AI isn’t at the point of “radical transformation of everything” yet, clearly. You can’t replace a badass crew of x10 developers who can build the next big startup with AIs today. AI doesn’t unlock all that many “things that were impossible before” either—some are here already, but not enough to upend everything. What it does instead is take the cheapest, most replaceable labor on the market, and make it cheaper and more replaceable. That’s the ongoing impact.
idk if these are good search results, but I asked claude to look up and see if citations seem to justify the claim and if we care about the results someone should read the articles for real
Yep, that’s what I’ve seen.
The “entry-level jobs” study looked alright at a glance. I did not look into the claims of outsourcing job losses in any more detail—only noted that it was claimed multiple times.
Citation needed
I’m not saying it’s a bad take, but I asked for strong evidence. I want at least some kind of source.
There’s this recent paper, see Zvi’s summary/discussion here. I have not looked into it deeply. Looks a bit weird to me. Overall, the very fact that there’s so much confusion around whether LLMs are or are not useful is itself extremely weird.
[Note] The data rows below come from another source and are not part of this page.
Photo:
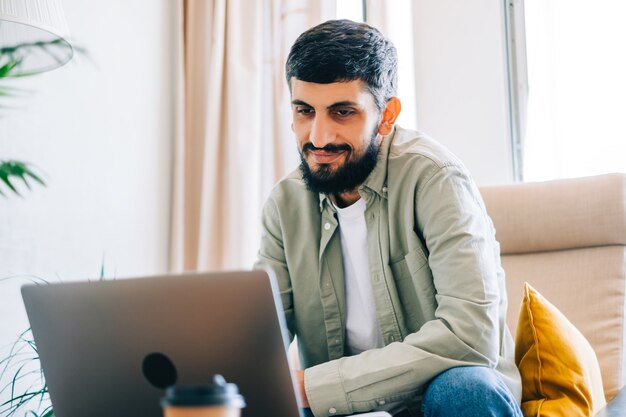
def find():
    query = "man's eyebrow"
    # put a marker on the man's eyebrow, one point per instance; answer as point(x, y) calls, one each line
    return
point(300, 103)
point(343, 104)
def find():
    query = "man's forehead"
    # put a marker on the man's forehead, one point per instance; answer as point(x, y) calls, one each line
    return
point(324, 95)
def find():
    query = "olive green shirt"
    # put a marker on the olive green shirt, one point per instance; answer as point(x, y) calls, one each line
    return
point(435, 272)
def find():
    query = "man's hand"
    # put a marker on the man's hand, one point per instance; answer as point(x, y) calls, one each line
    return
point(299, 377)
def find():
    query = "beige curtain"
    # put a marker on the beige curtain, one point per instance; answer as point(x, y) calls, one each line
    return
point(233, 139)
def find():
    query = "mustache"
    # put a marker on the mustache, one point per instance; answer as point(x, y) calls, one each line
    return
point(328, 148)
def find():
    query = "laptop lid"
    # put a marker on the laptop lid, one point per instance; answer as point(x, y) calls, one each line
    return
point(96, 339)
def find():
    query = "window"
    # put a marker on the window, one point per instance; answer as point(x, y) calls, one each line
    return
point(576, 96)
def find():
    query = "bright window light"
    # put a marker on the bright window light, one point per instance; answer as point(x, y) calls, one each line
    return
point(577, 88)
point(350, 9)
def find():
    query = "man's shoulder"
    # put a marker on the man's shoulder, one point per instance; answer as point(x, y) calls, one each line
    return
point(414, 146)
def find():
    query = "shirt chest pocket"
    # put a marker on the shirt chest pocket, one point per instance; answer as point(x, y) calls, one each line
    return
point(415, 287)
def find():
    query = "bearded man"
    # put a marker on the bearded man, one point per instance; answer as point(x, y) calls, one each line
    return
point(387, 263)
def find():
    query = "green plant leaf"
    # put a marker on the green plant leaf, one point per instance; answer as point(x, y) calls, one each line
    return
point(17, 170)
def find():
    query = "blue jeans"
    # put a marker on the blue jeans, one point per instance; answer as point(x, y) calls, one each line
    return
point(467, 391)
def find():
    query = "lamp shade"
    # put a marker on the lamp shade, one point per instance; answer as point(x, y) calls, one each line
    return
point(33, 36)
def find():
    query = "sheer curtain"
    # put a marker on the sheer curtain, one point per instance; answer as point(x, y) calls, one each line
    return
point(233, 140)
point(576, 88)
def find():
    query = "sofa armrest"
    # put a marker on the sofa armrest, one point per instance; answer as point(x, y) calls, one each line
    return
point(616, 407)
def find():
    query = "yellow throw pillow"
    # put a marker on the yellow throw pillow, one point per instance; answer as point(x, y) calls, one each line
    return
point(560, 371)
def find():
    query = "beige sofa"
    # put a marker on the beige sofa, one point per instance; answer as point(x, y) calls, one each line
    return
point(567, 238)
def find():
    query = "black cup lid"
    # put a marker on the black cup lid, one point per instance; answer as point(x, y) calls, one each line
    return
point(218, 393)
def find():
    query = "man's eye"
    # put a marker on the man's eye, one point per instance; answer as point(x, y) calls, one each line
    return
point(344, 112)
point(304, 111)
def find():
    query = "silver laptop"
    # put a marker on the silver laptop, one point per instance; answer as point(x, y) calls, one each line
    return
point(109, 348)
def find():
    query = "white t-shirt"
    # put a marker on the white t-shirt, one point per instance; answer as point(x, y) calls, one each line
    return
point(362, 329)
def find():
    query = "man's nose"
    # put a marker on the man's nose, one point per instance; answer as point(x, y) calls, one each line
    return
point(321, 133)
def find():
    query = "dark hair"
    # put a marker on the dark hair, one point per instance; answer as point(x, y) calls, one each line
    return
point(343, 50)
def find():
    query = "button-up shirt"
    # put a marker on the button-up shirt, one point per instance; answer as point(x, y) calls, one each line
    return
point(435, 271)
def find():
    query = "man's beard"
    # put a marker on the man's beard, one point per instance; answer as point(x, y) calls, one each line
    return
point(346, 177)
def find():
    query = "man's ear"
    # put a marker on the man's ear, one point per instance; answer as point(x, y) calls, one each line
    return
point(390, 114)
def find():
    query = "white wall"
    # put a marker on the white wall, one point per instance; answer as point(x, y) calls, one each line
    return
point(100, 130)
point(461, 83)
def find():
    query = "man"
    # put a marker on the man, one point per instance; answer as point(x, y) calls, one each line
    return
point(386, 259)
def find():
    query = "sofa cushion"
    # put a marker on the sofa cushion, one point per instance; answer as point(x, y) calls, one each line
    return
point(559, 369)
point(558, 215)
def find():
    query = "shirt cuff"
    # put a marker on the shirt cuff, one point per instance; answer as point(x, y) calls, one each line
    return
point(324, 390)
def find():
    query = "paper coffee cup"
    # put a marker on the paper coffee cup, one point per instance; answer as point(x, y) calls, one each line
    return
point(219, 399)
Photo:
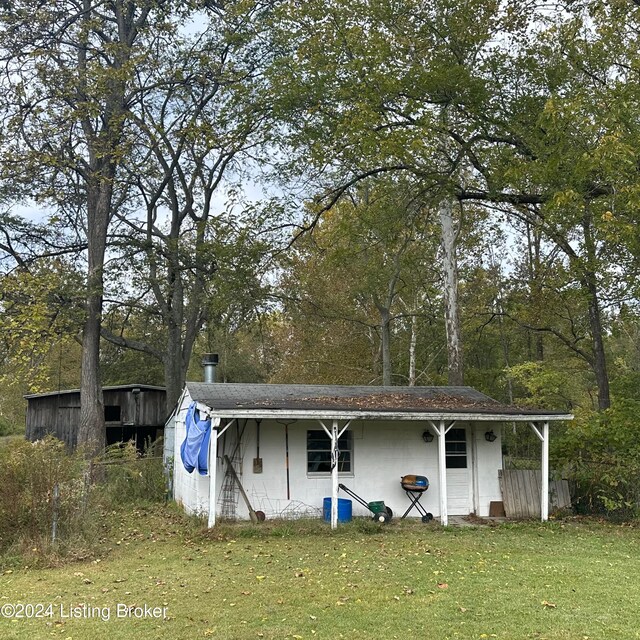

(Disclaimer: off-the-cuff speculation, no idea if that is how anything works.)
I’m not sure how much I buy this narrative, to be honest. The kind of archetypical “useless junior dev” who can be outright replaced by an LLM probably… wasn’t being hired to do the job anyway, but instead as a human-capital investment? To be transformed into a middle/senior dev, whose job an LLM can’t yet do. So LLMs achieving short-term-capability parity with juniors shouldn’t hurt juniors’ job prospects, because they weren’t hired for their existing capabilities anyway.
Hmm, perhaps it’s not quite like this. Suppose companies weren’t “consciously” hiring junior developers as a future investments; that they “thought”[1] junior devs are actually useful, in the sense that if they “knew” they were just a future investment, they wouldn’t have been hired. The appearance of LLMs who are as capable as junior devs would now remove the pretense that the junior devs provide counterfactual immediate value. So their hiring would stop, because middle/senior managers would be unable to keep justifying it, despite the quiet fact that they were effectively not being hired for their immediate skills anyway. And so the career pipeline would get clogged.
Maybe that’s what’s happening?
(Again, no idea if that’s how anything there works, I have very limited experience in that sphere.)
In a semi-metaphorical sense, as an emergent property of various social dynamics between the middle managers reporting on juniors’ performance to senior managers who set company priorities based in part on what would look good and justifiable to the shareholders, or something along those lines.
This is the hardest evidence anyone has brought up in this thread (?) but I’m inclined to buy your rebuttal about the trend really starting in 2022 which it is hard to believe comes from LLMs.